No cotidiano das mídias digitais da região, a pauta muitas vezes não nasce do interesse público, mas da necessidade de sobrevivência. Publicações institucionais pagas ocupam o espaço que deveria ser do jornalismo investigativo. Releases prontos substituem perguntas incômodas. E, assim, a notícia vai se moldando não ao fato, mas à conveniência.
Enquanto isso, a realidade segue pulsando do lado de fora das telas: denúncias de corrupção, investigações em curso, operações policiais, relatos que ecoam nos corredores da população. Existe um sentimento difuso de injustiça — não apenas pelo que acontece, mas pelo que deixa de ser dito. Porque a ausência de informação também é uma forma de distorção.
A liberdade de imprensa, nesse contexto, parece viver um paradoxo. É livre para falar, mas condicionada a calar. É independente por natureza, mas dependente por estrutura. E assim vai se construindo uma narrativa onde o “pão e circo” encontra espaço nos orçamentos públicos, enquanto temas essenciais — como a fragilidade da agricultura familiar no Pajeú — permanecem à margem do debate.
Em tempos de “emendas pix”, recursos que chegam sem a devida transparência, o silêncio custa caro. E, muitas vezes, é financiado. A pergunta que se impõe não é apenas sobre quem fala, mas sobre quem paga — e, principalmente, sobre o que se deixa de questionar.

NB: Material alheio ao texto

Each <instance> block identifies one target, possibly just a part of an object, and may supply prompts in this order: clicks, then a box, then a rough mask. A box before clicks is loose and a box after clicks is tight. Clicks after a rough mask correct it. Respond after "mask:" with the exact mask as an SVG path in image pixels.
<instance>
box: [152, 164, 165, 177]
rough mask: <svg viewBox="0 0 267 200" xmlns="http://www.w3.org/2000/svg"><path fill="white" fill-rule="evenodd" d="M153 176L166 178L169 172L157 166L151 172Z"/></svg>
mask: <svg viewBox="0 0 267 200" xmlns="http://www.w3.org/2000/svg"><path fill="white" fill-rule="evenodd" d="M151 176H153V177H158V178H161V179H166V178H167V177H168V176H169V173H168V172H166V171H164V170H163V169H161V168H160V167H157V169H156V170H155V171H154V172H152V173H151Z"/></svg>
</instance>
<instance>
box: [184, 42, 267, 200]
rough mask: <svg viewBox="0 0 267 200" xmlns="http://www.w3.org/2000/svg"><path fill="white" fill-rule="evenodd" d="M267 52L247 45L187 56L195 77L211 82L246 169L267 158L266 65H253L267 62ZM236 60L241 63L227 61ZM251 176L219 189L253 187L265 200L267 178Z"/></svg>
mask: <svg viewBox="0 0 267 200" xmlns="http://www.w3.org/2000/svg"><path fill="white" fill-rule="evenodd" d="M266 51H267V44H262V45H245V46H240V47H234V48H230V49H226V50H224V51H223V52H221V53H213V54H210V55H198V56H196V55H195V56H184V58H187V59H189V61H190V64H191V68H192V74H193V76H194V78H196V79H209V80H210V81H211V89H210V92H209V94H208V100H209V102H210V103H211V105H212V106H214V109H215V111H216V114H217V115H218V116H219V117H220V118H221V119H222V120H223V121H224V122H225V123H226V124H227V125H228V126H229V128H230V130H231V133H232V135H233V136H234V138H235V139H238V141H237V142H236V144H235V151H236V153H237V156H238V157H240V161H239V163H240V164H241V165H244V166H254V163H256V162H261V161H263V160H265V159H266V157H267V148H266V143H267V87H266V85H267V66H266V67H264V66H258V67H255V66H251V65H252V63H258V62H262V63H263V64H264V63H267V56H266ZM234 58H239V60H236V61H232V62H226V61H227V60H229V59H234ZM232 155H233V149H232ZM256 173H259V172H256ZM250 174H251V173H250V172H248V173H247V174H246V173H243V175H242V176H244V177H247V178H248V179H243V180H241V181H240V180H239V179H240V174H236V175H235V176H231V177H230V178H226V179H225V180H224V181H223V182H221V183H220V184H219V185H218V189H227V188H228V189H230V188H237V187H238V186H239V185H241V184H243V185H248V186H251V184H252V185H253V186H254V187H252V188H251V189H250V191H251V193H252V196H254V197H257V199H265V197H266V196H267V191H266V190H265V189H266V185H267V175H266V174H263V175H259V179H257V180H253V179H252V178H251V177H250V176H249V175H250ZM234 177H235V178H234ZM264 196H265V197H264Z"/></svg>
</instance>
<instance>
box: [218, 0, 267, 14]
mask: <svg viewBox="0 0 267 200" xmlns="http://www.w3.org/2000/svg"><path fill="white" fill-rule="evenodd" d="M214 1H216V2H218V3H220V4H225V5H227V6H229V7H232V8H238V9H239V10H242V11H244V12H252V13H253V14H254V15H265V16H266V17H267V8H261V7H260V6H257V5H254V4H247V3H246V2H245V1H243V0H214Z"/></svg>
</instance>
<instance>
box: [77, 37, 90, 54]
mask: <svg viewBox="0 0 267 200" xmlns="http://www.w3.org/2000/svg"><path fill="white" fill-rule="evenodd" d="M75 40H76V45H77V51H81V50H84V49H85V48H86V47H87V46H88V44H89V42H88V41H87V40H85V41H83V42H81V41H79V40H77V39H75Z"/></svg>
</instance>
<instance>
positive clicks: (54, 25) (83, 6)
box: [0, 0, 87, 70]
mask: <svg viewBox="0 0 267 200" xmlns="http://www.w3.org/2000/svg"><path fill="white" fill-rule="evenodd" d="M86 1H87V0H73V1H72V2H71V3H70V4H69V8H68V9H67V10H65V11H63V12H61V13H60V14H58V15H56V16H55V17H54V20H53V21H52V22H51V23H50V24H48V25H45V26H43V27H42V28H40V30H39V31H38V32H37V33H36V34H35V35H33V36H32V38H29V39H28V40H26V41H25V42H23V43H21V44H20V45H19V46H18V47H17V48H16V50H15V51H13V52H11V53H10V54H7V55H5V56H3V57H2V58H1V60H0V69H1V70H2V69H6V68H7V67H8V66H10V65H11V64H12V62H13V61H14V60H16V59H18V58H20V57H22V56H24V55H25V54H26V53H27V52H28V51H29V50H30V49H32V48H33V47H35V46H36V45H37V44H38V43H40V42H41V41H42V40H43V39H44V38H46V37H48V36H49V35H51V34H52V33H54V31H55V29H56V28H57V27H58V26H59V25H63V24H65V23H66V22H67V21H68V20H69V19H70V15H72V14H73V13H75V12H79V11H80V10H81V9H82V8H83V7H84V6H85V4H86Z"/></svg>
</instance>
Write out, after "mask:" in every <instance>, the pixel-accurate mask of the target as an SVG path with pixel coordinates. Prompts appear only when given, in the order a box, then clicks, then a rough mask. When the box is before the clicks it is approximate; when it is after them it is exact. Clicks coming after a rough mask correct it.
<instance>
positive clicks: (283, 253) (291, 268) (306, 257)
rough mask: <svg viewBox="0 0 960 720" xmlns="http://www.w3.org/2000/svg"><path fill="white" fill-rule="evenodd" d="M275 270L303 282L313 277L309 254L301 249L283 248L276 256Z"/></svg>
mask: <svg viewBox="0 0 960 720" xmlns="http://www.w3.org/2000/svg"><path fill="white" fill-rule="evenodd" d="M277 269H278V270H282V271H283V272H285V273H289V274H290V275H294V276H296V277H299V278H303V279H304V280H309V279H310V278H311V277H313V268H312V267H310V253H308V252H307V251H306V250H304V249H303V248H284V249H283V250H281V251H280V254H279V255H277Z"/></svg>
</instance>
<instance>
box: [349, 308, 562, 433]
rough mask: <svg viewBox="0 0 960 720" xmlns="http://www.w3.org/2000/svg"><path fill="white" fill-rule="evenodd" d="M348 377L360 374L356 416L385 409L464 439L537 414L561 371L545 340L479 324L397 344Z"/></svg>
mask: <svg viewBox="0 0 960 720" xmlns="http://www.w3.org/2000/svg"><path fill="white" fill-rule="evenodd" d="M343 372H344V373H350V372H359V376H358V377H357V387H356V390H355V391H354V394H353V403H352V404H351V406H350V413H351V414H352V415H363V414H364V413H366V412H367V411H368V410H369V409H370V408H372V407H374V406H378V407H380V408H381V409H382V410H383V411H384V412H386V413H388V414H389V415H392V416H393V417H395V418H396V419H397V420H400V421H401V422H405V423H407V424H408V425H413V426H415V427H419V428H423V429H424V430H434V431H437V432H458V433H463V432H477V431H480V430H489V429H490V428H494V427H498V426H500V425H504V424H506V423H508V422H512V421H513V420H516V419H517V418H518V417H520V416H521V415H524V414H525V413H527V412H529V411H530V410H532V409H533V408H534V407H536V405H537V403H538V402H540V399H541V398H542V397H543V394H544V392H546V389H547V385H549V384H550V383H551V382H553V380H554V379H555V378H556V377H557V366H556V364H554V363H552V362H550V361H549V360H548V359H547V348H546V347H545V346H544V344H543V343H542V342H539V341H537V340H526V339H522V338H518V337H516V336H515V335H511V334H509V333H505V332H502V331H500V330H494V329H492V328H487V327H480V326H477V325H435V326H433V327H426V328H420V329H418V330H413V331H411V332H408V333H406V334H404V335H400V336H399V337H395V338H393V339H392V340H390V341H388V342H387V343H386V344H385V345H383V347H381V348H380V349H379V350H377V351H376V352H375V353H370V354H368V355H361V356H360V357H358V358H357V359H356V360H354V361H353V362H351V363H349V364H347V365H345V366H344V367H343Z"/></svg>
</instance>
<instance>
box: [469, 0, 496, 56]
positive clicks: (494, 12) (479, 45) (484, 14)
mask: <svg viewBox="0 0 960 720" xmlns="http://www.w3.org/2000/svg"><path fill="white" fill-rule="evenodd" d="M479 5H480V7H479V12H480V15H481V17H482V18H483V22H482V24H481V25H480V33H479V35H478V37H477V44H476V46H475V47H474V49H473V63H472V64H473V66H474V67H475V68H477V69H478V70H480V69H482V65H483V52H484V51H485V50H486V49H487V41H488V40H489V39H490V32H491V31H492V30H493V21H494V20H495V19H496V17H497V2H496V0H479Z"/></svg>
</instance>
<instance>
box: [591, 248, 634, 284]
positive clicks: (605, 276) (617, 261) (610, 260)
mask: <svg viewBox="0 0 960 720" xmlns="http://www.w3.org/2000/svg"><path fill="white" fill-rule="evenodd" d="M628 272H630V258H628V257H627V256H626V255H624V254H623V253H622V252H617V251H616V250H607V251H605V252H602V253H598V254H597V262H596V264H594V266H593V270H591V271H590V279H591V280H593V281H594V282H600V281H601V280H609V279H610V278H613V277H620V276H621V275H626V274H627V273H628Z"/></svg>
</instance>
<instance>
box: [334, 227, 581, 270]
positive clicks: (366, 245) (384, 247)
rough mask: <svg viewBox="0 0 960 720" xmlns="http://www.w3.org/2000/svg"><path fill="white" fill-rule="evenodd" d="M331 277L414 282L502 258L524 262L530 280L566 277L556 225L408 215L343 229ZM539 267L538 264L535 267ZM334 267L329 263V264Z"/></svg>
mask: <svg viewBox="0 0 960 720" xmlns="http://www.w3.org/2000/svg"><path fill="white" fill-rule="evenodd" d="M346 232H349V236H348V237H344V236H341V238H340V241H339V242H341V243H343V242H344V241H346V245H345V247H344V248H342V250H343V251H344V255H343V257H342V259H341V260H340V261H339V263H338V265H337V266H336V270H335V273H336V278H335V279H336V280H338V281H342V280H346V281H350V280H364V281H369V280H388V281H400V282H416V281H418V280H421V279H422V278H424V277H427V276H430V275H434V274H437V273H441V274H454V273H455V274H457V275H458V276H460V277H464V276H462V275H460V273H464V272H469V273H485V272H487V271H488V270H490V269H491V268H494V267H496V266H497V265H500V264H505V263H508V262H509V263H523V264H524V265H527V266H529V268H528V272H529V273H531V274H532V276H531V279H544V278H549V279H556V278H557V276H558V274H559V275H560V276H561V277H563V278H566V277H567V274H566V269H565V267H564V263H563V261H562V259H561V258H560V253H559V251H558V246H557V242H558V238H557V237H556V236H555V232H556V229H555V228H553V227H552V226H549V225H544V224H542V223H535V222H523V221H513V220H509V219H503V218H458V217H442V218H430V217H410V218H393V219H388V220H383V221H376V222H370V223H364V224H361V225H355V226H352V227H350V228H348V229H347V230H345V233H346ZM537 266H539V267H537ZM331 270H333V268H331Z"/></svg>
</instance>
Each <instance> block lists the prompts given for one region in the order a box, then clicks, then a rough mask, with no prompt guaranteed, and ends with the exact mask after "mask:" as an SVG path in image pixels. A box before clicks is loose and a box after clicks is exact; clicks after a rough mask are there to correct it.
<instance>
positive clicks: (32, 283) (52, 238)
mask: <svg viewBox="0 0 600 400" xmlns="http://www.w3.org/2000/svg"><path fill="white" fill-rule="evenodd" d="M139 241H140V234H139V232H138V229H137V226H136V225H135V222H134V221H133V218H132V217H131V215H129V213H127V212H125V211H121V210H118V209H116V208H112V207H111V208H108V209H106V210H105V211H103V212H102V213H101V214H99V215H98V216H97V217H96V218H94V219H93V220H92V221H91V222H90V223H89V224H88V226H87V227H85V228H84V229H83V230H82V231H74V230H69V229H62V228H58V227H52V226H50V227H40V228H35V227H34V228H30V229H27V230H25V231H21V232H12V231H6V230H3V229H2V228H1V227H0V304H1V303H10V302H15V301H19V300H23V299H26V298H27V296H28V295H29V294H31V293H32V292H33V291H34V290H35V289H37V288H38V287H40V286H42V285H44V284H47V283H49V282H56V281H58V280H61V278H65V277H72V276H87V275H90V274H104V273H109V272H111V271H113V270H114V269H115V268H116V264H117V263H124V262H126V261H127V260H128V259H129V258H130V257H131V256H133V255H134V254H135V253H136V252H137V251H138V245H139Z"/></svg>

As redes sociais, hoje, ocupam o lugar da velha imprensa. São rápidas, acessíveis, populares. Mas também carregam o risco de reproduzir as mesmas amarras, agora em nova embalagem. Podem ser instrumento de libertação ou de manutenção de um sistema que, pela força do poder econômico, dita os limites do discurso.
Neste dia de liberdade de imprensa, talvez a comemoração mais honesta seja a inquietação. Questionar, provocar, refletir. Entender que liberdade não é apenas poder falar — é ter condições reais de dizer a verdade, mesmo quando ela desagrada.
E ao leitor, fica o convite — ou o desafio: diante do que se vê, do que se lê e, principalmente, do que não se mostra… o que, de fato, temos a comemorar?